7 This account of the convergence of a gap in knowledge and the proliferation of thoughts, images, sensations may help to explain why Musil’s novel – one caught in the gravitational field of an indeterminate ohne – could never be completed. What Freud and Musil share is life in a society richly, even oppressively, endowed mit ohne was.

8 To use Marx’s terms once more, it’s those glitches that render a human being a Gattungswesen rather than a species-being.

9 One might also think of Franz Rosenzweig’s notion, developed in The Star of Redemption, of the ever-present protocosmos, die immerwährende Vorwelt, a presupposed, quasi-mythic dimension of the revealed world he elaborated through a discussion of, among other things, Greek tragedy. See especially Rosenzweig, Star of Redemption 70–80.

10 I would suggest that one misses the radical nature of Heidegger’s notion of Geworfenheit if one understands it as a claim about the historical conditions of human existence, that human life can only be grasped holistically, within the context of a historical form of life to which we belong, though it means that too. For Heidegger, the whole of all holisms is, in fact, never whole; that is, I think, what Heidegger ultimately means by facticity. Anxiety as the “mood” that registers facticity, the mode in which it affects us, pertains to that hole in the whole. Freud understood the therapy for the treatment of trauma as requiring a Nachholen der Angstbereitschaft, a recuperation of anxiety, with respect to contingent encounters with holes in the whole, where the whole is emphatically failing to be whole.

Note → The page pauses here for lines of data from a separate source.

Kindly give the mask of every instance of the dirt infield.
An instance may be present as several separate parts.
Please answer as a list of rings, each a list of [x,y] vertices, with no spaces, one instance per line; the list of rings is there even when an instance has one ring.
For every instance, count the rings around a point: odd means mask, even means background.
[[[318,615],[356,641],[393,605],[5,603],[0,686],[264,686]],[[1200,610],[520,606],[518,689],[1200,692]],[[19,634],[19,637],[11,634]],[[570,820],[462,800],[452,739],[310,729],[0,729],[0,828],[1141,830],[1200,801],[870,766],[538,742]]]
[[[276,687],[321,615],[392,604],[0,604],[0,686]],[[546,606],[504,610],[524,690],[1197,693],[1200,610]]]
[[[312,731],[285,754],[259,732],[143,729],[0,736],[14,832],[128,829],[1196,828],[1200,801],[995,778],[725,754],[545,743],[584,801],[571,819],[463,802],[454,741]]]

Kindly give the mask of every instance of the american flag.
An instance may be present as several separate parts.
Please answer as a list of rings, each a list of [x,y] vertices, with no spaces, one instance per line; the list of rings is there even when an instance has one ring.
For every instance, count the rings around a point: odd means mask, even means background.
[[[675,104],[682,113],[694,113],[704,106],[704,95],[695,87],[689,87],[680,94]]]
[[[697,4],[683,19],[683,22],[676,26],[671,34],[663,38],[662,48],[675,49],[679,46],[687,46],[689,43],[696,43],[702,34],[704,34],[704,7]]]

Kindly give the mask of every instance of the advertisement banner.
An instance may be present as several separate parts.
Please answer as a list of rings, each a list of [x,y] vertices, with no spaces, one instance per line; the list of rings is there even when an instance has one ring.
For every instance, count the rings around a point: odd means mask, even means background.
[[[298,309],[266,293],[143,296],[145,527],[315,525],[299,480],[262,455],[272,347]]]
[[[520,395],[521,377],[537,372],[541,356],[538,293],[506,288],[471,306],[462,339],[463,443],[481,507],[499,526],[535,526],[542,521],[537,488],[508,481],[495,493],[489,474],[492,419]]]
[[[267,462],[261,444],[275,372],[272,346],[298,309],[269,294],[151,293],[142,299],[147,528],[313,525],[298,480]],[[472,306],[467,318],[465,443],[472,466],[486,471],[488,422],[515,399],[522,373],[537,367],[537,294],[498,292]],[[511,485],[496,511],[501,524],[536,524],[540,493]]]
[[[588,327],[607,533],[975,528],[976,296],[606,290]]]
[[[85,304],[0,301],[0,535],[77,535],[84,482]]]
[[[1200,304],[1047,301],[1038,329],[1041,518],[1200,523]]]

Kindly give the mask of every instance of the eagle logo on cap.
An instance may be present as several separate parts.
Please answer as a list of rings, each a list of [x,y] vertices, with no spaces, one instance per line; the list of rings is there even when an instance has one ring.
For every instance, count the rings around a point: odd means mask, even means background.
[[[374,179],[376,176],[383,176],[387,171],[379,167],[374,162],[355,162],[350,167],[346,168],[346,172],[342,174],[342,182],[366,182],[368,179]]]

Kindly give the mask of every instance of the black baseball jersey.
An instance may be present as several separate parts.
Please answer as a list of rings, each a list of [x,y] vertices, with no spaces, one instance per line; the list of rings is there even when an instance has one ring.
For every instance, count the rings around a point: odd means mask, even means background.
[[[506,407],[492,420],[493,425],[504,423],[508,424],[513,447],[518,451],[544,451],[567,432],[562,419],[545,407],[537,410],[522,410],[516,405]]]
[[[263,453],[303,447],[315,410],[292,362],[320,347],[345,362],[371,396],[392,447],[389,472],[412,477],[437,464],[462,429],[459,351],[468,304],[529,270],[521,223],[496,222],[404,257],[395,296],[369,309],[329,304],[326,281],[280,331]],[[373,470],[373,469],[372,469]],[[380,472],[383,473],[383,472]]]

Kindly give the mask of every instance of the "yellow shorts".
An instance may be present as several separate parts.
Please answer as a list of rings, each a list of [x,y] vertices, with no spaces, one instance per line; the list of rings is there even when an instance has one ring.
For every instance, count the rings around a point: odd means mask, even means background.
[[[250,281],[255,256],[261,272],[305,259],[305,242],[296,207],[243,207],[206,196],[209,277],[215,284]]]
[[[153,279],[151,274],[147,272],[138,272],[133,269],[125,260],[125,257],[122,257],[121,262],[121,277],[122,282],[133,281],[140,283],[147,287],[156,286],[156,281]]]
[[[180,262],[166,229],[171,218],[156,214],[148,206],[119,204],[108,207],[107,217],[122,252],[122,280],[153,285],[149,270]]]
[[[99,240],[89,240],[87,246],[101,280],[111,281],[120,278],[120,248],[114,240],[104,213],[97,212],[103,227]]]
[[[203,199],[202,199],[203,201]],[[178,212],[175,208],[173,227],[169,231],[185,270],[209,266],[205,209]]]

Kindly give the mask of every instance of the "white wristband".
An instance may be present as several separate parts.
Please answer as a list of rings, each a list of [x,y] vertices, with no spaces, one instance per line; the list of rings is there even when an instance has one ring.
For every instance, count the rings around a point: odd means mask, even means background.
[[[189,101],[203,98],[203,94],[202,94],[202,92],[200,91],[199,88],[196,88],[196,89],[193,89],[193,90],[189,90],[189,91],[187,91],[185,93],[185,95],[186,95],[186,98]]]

11 If metaphysics can be said to begin in wonder, with thaumazein, we might say that the enigma, why there is something rather than nothing, injects into human life – into the body – a kind of unceasing post-thaumatic stress disorder. It thus makes sense that not only Freud but also Wittgenstein conceived of his mode of doing philosophy as a kind of therapy for philosophy. Franz Rosenzweig’s Büchlein vom gesunden und kranken Menschenverstand (Understanding the Sick and the Healthy) offers a kind of twelve-step program for this philosophical variant of PTSD.

12 Bonnie Honig’s extraordinary work, Antigone Interrupted, has been my guide in this literature.

13 In his dialogue with Haemon, Creon alludes to the ethos of hoplite soldiers – in contrast to the “Homeric” combat between Eteocles and Polyneices that ends the war – as the very model of citizenship. As Honig puts it, “The hoplites fought in phalanx formation and lived and died by an economy of substitution: when one fell, one from the next line would move in immediately to take his place” (106).

14 As Honig has argued, Antigone’s dirge is a rhetorically complex speech. In it she appropriates Creon’s logic of replaceability. He had earlier said to Ismene that after Antigone’s death his son will have other furrows for his plow. She seems also to allude to the story of Intaphrenes’ wife related by Herodotus. In the story, King Darius allows her to save one of her captured relatives who had been accused of treason. Rather than her husband or children, she chooses her brother based on his irreplaceability (just as with Antigone, her parents are dead). In the story, Darius shows himself to be a far more magnanimous king than Creon: he frees not only her brother but also a son. (See Honig 132–40.)

15 Badiou characterizes Creon’s excess as a “formal too-muchness” (162).

16 In his discussion of the notion of mana, Durkheim cites the German ethnologist, Konrad Preuss, who for his part characterizes it as the quasi-material, quasi-carnal aspect of impersonal powers and forces which only later come to be understood as spirit or soul. As he paraphrases Preuss’s observations, these forces are initially conceived “in the form of vague discharges spontaneously emitted from the things in which mana resides, and sometimes tending to escape using all available routes: mouth, nose, and every other body opening, breath, gaze, speech, and so on” (Durkheim 204). Mana is, I would suggest, one of the names of what is at issue in what issues from our sphinxters. In Agamben’s terms, political power always involves the struggle to get a hold of our sphinxters. At some level, this is the deeper truth of Donald Trump’s infamous claim that he, like other famous men, can grab women’s genitals at will.